Il tuo rapporto con le istituzioni come è mutato?
Prima che vivessi le esperienze di cui stiamo parlando avevo soggezione
davanti a coloro che rappresentano l'autorità. Quando mi introducevo in certi
uffici pubblici provavo disagio. Sentivo lo Stato come una presenza austera,
che mi incuteva timore. Ma lentamente ho maturato tante cose.
L'educazione civica suggerisce che non si è sudditi bensì cittadini, che tutti
siamo uguali di fronte alla legge, che la dignità umana va rispettata, che chi
esercita una funzione pubblica non può arrogarsi privilegi e intimorire il
cittadino, né può trasformare la sua mansione in un potere personale.

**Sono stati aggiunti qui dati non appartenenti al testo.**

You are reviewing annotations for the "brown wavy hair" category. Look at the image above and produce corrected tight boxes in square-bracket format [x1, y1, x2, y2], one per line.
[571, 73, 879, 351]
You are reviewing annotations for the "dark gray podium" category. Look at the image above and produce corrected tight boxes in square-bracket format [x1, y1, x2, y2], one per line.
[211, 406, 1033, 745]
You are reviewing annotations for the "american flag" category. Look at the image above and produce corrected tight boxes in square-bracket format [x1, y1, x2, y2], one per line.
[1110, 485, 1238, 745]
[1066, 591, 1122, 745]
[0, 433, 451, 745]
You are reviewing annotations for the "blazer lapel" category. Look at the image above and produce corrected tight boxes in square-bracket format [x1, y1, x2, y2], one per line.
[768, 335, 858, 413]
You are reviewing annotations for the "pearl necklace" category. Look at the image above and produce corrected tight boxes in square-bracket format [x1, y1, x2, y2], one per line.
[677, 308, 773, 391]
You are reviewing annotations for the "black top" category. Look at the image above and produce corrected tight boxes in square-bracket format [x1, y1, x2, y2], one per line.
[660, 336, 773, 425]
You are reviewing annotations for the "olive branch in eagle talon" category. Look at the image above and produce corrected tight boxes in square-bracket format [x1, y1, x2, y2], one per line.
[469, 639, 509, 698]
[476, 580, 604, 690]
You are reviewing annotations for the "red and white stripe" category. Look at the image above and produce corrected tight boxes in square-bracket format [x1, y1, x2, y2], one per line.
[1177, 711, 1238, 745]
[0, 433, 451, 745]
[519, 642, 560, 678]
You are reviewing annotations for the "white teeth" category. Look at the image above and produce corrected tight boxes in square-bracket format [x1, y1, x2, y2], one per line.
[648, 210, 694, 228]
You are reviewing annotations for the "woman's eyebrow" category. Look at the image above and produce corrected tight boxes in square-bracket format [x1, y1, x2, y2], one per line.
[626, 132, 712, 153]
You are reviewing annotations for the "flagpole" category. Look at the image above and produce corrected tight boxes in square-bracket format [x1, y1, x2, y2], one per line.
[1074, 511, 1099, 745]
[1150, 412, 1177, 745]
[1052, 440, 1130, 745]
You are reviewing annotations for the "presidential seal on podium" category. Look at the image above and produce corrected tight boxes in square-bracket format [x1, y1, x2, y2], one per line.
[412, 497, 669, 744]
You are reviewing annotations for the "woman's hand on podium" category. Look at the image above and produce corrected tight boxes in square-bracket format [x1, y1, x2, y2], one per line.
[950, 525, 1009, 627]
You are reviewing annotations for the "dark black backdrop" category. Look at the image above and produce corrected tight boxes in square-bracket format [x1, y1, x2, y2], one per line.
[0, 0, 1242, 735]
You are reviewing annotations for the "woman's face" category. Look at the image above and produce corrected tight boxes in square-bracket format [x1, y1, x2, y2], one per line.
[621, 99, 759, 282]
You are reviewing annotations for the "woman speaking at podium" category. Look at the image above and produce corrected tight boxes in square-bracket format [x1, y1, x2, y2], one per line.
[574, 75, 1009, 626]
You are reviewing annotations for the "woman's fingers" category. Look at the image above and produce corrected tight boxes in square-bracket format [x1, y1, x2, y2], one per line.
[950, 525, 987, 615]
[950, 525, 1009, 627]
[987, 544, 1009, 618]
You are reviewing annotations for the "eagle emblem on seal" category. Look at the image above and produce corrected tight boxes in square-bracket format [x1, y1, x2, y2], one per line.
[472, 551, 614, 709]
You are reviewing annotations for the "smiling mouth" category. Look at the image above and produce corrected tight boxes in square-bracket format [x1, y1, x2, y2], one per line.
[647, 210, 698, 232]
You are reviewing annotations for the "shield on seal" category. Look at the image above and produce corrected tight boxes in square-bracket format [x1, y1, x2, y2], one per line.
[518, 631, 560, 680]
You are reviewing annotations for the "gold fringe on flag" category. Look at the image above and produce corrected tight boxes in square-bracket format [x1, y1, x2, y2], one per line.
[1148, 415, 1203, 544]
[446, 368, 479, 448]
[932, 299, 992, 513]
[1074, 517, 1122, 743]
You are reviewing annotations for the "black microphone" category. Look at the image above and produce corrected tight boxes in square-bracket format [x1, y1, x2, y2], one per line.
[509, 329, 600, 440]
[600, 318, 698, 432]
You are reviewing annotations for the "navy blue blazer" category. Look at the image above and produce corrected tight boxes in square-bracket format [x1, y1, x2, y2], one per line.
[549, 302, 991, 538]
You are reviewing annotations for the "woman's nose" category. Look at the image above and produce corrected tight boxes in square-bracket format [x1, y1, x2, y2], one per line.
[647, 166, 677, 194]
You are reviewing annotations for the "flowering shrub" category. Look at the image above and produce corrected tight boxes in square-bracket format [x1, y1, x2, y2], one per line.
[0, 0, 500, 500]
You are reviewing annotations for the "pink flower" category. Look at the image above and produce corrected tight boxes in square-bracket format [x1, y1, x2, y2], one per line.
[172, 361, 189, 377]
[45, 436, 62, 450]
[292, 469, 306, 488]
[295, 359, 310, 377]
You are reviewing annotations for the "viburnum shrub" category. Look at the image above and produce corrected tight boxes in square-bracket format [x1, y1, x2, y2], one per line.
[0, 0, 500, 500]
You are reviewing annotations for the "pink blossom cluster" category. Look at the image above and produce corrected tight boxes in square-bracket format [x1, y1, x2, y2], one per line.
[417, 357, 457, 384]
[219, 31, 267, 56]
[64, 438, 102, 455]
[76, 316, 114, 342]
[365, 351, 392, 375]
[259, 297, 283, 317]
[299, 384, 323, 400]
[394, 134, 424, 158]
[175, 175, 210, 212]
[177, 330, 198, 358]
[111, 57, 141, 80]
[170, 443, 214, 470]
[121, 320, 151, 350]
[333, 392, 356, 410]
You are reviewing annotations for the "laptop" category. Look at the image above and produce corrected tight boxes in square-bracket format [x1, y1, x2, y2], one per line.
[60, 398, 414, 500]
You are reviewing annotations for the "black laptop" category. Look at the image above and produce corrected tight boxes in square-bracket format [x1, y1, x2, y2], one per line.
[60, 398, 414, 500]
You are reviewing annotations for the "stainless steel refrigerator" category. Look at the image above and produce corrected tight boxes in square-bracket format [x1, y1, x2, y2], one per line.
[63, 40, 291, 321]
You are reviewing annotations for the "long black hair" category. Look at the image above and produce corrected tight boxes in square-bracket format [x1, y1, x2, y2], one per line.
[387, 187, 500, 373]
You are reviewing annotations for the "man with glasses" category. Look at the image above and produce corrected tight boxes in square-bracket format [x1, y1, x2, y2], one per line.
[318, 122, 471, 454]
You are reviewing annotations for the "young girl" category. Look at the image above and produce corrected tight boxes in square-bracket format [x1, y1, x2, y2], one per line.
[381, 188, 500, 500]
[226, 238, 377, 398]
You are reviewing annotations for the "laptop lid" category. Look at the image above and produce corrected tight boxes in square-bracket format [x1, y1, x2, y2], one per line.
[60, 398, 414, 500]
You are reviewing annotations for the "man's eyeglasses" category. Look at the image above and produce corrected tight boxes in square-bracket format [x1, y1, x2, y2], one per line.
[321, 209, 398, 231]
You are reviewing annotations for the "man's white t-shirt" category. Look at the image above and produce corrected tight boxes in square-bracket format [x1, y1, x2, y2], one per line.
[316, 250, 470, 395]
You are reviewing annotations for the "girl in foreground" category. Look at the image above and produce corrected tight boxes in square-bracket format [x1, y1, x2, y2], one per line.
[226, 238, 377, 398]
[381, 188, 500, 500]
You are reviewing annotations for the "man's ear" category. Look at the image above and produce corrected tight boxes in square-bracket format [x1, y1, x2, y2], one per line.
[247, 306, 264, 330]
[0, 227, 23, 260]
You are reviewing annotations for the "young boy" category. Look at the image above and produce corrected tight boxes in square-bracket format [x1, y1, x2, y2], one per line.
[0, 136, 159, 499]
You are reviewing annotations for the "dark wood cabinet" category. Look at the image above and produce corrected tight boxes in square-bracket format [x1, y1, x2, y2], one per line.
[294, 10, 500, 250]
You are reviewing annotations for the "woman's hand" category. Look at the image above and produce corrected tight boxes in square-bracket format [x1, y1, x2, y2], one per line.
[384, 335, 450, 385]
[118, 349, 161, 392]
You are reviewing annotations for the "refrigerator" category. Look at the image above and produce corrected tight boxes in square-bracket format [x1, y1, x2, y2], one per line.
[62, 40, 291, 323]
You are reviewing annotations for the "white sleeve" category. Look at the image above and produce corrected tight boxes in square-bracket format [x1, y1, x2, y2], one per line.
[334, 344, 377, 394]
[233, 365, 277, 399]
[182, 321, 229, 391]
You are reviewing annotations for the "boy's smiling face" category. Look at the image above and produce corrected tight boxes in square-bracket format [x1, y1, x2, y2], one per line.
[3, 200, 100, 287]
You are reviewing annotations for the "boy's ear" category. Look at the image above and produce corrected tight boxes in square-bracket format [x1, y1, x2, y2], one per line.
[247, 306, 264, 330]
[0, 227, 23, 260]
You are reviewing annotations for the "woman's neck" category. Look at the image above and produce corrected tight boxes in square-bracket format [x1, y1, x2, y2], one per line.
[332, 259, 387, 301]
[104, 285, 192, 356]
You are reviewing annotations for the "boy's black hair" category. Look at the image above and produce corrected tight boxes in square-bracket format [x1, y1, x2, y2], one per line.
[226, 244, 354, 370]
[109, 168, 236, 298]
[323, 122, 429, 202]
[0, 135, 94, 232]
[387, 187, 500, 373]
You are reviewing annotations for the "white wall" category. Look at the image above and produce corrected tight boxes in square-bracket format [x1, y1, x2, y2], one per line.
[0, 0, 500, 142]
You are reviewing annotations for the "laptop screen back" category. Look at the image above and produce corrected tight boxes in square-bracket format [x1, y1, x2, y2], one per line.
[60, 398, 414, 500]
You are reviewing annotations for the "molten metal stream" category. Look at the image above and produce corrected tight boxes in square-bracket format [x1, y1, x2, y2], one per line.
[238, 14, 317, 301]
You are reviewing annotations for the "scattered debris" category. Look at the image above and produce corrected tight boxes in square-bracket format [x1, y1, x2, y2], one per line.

Ebbene, purtroppo le cose stanno diversamente, e io ne ho fatto esperienza
a mie spese. Sono stato vilipeso, isolato, mortificato. Ma, come detto, non
ho avuto paura. Non ho esitato nel reclamare i miei diritti. Non ho avuto
timore di dire e di scrivere al prefetto tutto quello che pensavo di lui. E oggi,
nonostante tutto, non ho timore a protestare, qui, sotto la prefettura di
Ragusa, perché venga fatta giustizia.